More than a weed…
By Renee Robinson-Seelye - 8/19/2020
The Meat Shed is our self-serve store on the farm. The self-service coincides nicely with our ever-changing schedule; whether we are busy picking vegetables in the garden, feeding pigs, or selling to folks at the farmer’s market, our local community can still enjoy the products from the farm by helping themselves. Due to the self-service, I often miss the chance to have conversations with those who shop while here. However, some catch me while I’m taking a stroll with my little ones. This week, I was able to have a nice conversation with two ladies; a conversation that had me pondering all week.
During our brief conversation, they both noticed some weeds growing alongside the road, and again within one of our pastures. They were incredibly delighted to see this weed, and I didn’t quite understand at the time what caused such joy. Typically, the sight of weeds does not spark joy to a farmer, so this was something that intrigued me. After they expressed how wonderful it was to see this weed, they then asked if we see many monarch butterflies. At the time, I had yet to see one monarch. I have seen many other butterflies around the farm, typically black or blue in color, but no monarchs. The ladies said that they suspected the cold weather in early Spring kept most of the monarch’s from making it back to us. I nodded in agreement, without fully grasping the entire conversation and we all went about our day.
As the week went on, I began to think more about our exchange. Why were milkweeds seemingly a prized fortune to these two ladies? Why did they ask about monarchs? Growing up on our farm, I always noticed the beauty in the landscape around me. I knew the uniqueness of each weed by its looks or the seed it produced. I understood why this particular weed was known as a milkweed, since the leaves of it produced a milky white substance when broken or split. I also took notice to the unique look to the flower every Summer as it revealed itself to me. However, when these two ladies were excited to see a milkweed, I knew that there must have been a reason beyond the beauty of the flower, it is not one I’ve seen displayed in the center of a table within a pretty bouquet.
I started researching the significance of a milkweed, and have been pleasantly surprised ever-since. I researched the internet and spoke with family members about the significance. My husband knew that monarch butterflies lay their eggs throughout early Spring and Summer on the leaves of milkweeds. But why milkweeds? It turns out that milkweeds are poisonous to most other insects, yet, when monarchs digest the milkweed it makes them off-putting to other predators. They eat milkweeds as a protective, survival technique. The larvae feed on the foilage of the plant, and the butterflies feed on the nectar of the flower. –https://wimastergardener.org/article/common-milkweed-insects/
Our warehouse manager also had experiences with Monarchs when he lived in Mexico for 5 years. He visited a monarch preservation forest and showed me incredible pictures of extremely tall and slender trees full of hanging Monarchs. I learned that while they are present in the North, there are four different generations/stages of the Monarch. During the first three generations, the Monarch only lives for 6-8 weeks, feasting on the milkweeds and pollinating other sweet plants along the way. The fourth generation is the only one to live for months, during which they migrate South towards Mexico. While in Mexico they live in forests within the mountains and require a specific climate and environment to survive winter in Mexico. –https://journeynorth.org/tm/monarch/SanctuaryFactsOyamel.html
Many specific environmental factors contribute to the life of a Monarch butterfly. They are nearly endangered due to deforestation, weed control and human interference with their habitat, which has limited the number of viable places that Monarchs can live. Therefore, if someone informed about this entire process happens to see a natural form of their habitat, it of course would spark joy and delight.

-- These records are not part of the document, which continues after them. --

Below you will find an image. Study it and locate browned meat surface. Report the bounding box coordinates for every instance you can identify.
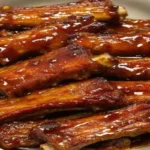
[106,19,150,34]
[0,78,125,123]
[0,45,117,97]
[0,0,127,29]
[0,16,105,65]
[104,57,150,81]
[70,32,150,56]
[32,103,150,150]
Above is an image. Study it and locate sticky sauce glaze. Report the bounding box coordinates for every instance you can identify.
[105,58,150,81]
[70,32,150,56]
[0,16,105,65]
[0,1,119,28]
[32,104,150,150]
[0,45,105,97]
[106,19,150,34]
[0,78,125,123]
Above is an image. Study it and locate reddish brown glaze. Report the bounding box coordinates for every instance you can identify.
[106,19,150,34]
[32,104,150,150]
[0,121,41,149]
[110,81,150,104]
[0,16,105,65]
[0,113,88,149]
[85,133,150,150]
[0,45,117,97]
[0,29,15,37]
[0,78,125,123]
[105,58,150,80]
[0,0,120,29]
[71,32,150,56]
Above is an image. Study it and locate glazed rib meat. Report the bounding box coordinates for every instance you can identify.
[0,78,150,149]
[0,113,88,149]
[109,81,150,104]
[0,0,127,29]
[104,57,150,80]
[0,16,105,65]
[32,103,150,150]
[0,45,117,97]
[106,19,150,34]
[82,133,150,150]
[0,78,125,123]
[71,32,150,56]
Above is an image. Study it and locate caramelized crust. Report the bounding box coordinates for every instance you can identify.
[104,57,150,80]
[82,133,150,150]
[0,45,116,97]
[109,81,150,104]
[0,78,125,123]
[32,104,150,150]
[71,32,150,56]
[0,16,105,65]
[0,0,122,29]
[106,19,150,34]
[0,113,88,149]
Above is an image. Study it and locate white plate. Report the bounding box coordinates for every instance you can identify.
[0,0,150,150]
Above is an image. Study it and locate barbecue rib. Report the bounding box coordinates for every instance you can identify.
[105,19,150,34]
[82,133,150,150]
[0,0,127,29]
[0,45,117,97]
[104,57,150,80]
[0,113,88,149]
[0,78,125,123]
[0,78,150,149]
[32,104,150,150]
[71,32,150,56]
[0,16,105,65]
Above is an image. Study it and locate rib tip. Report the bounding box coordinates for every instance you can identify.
[40,144,55,150]
[118,6,128,19]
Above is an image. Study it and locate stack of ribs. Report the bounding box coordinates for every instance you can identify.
[0,0,150,150]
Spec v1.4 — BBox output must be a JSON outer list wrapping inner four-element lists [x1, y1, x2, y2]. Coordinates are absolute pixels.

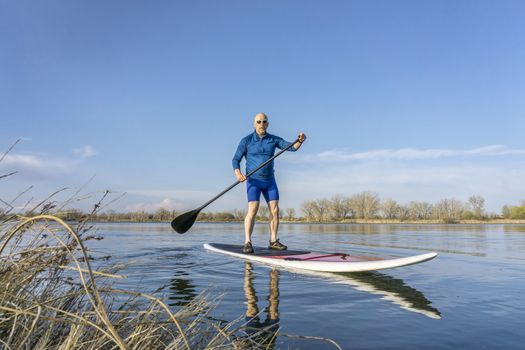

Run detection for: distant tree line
[[301, 191, 525, 223], [17, 191, 525, 223]]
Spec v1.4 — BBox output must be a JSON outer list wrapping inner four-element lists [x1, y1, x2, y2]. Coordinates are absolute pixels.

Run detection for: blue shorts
[[246, 177, 279, 203]]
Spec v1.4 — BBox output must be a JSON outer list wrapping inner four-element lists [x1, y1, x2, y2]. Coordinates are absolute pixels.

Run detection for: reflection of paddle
[[171, 139, 299, 233]]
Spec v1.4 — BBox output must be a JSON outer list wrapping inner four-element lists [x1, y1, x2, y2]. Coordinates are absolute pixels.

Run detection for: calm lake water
[[89, 223, 525, 349]]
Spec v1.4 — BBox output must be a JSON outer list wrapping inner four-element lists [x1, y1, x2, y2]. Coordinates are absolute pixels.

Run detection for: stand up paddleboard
[[204, 243, 437, 272]]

The final person I spoke with during my quest to learn more about the correlation of the milkweed and butterfly, was my father. As soon as I mentioned milkweed, he immediately responded with “oh, yes, the monarch butterfly,” and let me know that there was no coincidence to the fact that milkweed is often present on our farm. You can find it alongside the road, growing up a hill, alongside a building, or within a pasture that is at rest until the growth is suitable again for animals to forage it. He has been working hard at preserving this weed in small amounts, even though it is invasive and a nuisance to most. There is a specific place designated for it across our street, that grows up the hill. Over the years he removed small trees from this hill, to allow for the natural growth of grass, wildflowers, and milkweed to promote pollination.
After my journey learning more about the landscape at the farm, I honestly felt a bit naïve. I am sure I learned all about this in school, yet it slipped my mind, and I have been overlooking these milkweeds since my childhood. However, I also felt encouraged. Encouraged to keep learning. This insight was cultivated by the sometimes brief, yet powerful connection that we have with the customers who visit us at the farm, farm markets, or through social interactions online. This story proved to me again, that this relationship is not one-sided, and the benefit of having such flows back and forth with one another. We learn from you, as much as you learn from us, and that is incredibly valuable. And wouldn’t you know it, during one of my walks on the farm that week, I happened to notice a beautiful monarch fluttering around. I followed it and, of course, watched it land on a beauty of a milkweed.